Bundan 34 yıl evvel, Yeşilçam filmlerinin sevimli aşcısı, bahçıvanı, kahvecisi, şoförü ve ille de iyi rolde görüp sevdiğimiz, soyadıyla müsemma şahsiyeti Necdet Tosun , Almanya'da geçirdiği trafik kazası sonucu henüz 57 yaşındayken aramızdan ayrıldı. Nostaljik Türk Sineması denince akla ilk gelen isimlerden olan Necdet Tosun insanın aklına düşünce imkân yok ki o düşüncenin yanına hüzün, gam, keder ve herhangi kötü bir şey eklensin. Adını okur okumaz yüzünüzde bir gülümseme oluştuğuna adım kadar eminim. Bizi hüzünlendiren sadece, filmleriyle bize neşe katan, henüz duygularımızın körelmediği o dönemlerde, daha içimiz çocukken sevdiğimiz bu adamın adının gidenler hanesine yazılmış olması. İnsan hep iyiyi özlemez mi zaten.

(23.01.1930- 15.05.1991)


Bir diğer giden ise, sinemamıza oyuncu, yapımcı, senaryo yazarı ve yönetmen olarak emek vermiş olan İhsan Yüce. Bir süre muhasebecilik yaparak iş hayatına atılan Yüce, önceleri tiyatro ile ilgilenmiş, tiyatro kurmuş, oyunlar sahnelemiş ki ben de yeni öğrendim. Sinemaya geçişi ise altmışların başında Altın Yumruk filmi ile olmuş. Benim video filmleri ile geçen çocukluğumun unutulmaz karakterlerinden biridir Yüce, çünkü eksik dişleri, neredeyse ağzına giren bıyıkları çok ilgimi çekmişti. Böyle bir kimseyi nasıl artist yapıyorlar diye düşündüğümde daha 7-8 yaşlarında olmalıyım.

Gözümü kapadığımda Yüce'nin kızını diri diri toprağa gömdüğü acımasız bir babayı oynadığı rolü de hatırlıyorum, televizyon tamir ederken kendi kendine konuşan deli tamirci rolünü de hatırlıyorum, Adile Naşit'e talip olan sarhoş adam halini de hatırlıyorum, elinde kese kağıdı ile çıkıp gelmişti :)) Velhasıl-ı kelam tüm karakterleri gözümün önünde. Tek bir role saplanıp kalmamış bu yetenekli adam 18 yıl önce bugün vefat ettiğinde geride biri yardımcı erkek oyuncu (İşte Hayat) diğeri en iyi erkek oyuncu (Derya Gülü) olmak üzere iki ödül ve hâlâ hatıramda kanlı canlı olan onlarca karakter bıraktı.

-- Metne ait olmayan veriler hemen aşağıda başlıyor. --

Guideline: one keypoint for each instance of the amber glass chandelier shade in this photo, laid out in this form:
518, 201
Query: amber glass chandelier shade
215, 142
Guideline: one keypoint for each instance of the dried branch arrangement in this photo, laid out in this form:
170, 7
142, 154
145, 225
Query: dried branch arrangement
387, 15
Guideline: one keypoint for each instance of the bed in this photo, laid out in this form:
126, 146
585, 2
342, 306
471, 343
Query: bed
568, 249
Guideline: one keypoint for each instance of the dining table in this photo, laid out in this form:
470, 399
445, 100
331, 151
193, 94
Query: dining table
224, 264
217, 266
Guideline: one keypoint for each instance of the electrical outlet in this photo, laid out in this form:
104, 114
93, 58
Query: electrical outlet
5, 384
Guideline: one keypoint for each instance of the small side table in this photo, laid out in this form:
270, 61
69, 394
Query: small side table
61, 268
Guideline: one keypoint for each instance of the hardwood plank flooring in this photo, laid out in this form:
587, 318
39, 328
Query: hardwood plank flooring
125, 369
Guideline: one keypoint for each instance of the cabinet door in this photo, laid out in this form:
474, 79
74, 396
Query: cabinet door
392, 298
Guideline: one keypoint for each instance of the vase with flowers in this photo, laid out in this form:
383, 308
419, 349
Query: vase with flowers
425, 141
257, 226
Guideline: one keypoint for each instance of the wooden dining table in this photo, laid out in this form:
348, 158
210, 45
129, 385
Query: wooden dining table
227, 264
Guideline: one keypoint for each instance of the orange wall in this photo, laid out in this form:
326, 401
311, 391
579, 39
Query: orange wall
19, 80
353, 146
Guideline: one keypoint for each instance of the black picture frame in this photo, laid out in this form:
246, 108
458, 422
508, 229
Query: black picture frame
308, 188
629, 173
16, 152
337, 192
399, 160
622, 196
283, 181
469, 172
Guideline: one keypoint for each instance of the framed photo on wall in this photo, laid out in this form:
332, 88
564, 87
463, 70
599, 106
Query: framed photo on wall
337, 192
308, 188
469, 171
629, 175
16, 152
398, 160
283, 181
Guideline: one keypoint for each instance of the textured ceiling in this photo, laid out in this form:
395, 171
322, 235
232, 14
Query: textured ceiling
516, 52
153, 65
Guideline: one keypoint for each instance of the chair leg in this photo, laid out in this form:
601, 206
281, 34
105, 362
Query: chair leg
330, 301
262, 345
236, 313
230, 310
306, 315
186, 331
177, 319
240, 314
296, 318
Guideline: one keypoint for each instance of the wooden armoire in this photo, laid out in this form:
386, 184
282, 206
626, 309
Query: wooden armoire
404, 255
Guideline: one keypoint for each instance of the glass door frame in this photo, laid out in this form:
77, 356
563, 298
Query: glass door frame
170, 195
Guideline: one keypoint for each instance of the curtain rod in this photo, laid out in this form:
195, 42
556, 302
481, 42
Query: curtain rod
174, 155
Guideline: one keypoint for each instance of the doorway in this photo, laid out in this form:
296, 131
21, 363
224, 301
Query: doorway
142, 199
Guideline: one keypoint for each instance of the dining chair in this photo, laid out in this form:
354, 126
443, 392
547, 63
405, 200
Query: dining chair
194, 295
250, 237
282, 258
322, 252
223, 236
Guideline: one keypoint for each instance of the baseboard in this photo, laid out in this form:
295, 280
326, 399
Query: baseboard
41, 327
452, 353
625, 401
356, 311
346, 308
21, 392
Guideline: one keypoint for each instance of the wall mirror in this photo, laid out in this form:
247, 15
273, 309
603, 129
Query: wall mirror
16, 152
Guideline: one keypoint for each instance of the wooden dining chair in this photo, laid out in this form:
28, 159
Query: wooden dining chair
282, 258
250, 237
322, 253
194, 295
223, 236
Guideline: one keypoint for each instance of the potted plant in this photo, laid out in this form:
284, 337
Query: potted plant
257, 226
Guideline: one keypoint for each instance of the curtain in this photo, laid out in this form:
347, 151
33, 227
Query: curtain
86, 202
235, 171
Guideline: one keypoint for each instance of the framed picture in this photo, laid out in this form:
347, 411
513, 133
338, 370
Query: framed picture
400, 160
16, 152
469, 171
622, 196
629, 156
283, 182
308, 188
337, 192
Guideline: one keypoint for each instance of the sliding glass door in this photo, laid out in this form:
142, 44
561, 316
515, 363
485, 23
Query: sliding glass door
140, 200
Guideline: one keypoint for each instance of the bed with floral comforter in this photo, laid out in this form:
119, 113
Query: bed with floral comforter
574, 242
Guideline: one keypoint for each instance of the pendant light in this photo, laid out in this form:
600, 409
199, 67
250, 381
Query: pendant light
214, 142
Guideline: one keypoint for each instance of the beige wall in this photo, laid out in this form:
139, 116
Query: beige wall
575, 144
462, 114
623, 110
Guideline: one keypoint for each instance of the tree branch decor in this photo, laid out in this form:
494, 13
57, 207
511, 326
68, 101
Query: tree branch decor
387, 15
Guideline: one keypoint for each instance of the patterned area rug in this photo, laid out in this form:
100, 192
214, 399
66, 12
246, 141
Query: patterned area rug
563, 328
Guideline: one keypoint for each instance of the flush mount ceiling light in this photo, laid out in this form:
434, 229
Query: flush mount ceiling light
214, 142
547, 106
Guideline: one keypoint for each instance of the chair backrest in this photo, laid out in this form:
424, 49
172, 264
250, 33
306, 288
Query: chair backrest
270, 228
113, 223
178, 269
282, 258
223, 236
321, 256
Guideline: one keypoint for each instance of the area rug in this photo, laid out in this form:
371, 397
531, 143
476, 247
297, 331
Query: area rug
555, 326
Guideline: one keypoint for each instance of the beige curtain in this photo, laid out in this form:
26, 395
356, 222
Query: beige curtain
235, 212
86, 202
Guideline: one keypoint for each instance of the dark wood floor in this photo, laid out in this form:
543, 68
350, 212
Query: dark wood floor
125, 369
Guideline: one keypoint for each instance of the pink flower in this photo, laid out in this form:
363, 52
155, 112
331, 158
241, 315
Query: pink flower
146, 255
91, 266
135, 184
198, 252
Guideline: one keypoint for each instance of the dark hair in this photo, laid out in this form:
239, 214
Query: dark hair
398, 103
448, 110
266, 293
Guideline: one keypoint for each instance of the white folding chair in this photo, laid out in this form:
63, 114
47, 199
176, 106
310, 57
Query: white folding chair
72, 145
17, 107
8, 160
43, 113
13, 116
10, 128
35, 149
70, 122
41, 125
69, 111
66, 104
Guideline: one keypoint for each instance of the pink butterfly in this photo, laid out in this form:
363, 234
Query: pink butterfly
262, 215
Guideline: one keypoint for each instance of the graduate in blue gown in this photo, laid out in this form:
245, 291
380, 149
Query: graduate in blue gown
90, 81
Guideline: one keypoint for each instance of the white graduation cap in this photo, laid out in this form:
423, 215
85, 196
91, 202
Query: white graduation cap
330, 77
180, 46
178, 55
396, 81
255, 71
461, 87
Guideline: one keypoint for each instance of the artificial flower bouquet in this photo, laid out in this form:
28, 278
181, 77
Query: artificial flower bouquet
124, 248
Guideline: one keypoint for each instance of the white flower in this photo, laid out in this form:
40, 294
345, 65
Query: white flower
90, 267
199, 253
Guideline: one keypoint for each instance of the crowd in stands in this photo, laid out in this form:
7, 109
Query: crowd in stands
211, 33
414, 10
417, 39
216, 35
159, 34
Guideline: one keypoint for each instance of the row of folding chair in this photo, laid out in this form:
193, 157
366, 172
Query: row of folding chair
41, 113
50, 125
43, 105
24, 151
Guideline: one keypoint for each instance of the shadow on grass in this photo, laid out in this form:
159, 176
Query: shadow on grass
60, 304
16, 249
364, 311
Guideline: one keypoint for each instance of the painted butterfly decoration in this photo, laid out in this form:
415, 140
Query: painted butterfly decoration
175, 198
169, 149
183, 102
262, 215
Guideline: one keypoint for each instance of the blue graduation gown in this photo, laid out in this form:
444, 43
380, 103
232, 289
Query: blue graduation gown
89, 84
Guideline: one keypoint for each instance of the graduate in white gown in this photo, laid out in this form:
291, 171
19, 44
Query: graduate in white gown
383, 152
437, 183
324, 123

Saygıyla ve özlemle anıyorum.

1 yorum:

paprika dedi ki...

Ben de İhsan Yüce'nin hayranıyım.Küçükken adını bir türlü öğrenememiştim.Türk filmlerinin sonunda castın geçmemesi bu oyuncuların unutulmasının önemli bir sebebi bence.Ne afişlerde ne jeneriklerde isimleri var malesef.zamanında yeşilçam emekçilerine para vermeyen yapımcılar,yönetmenler şimdi çıkıp telif hakkından bahsediyorlar.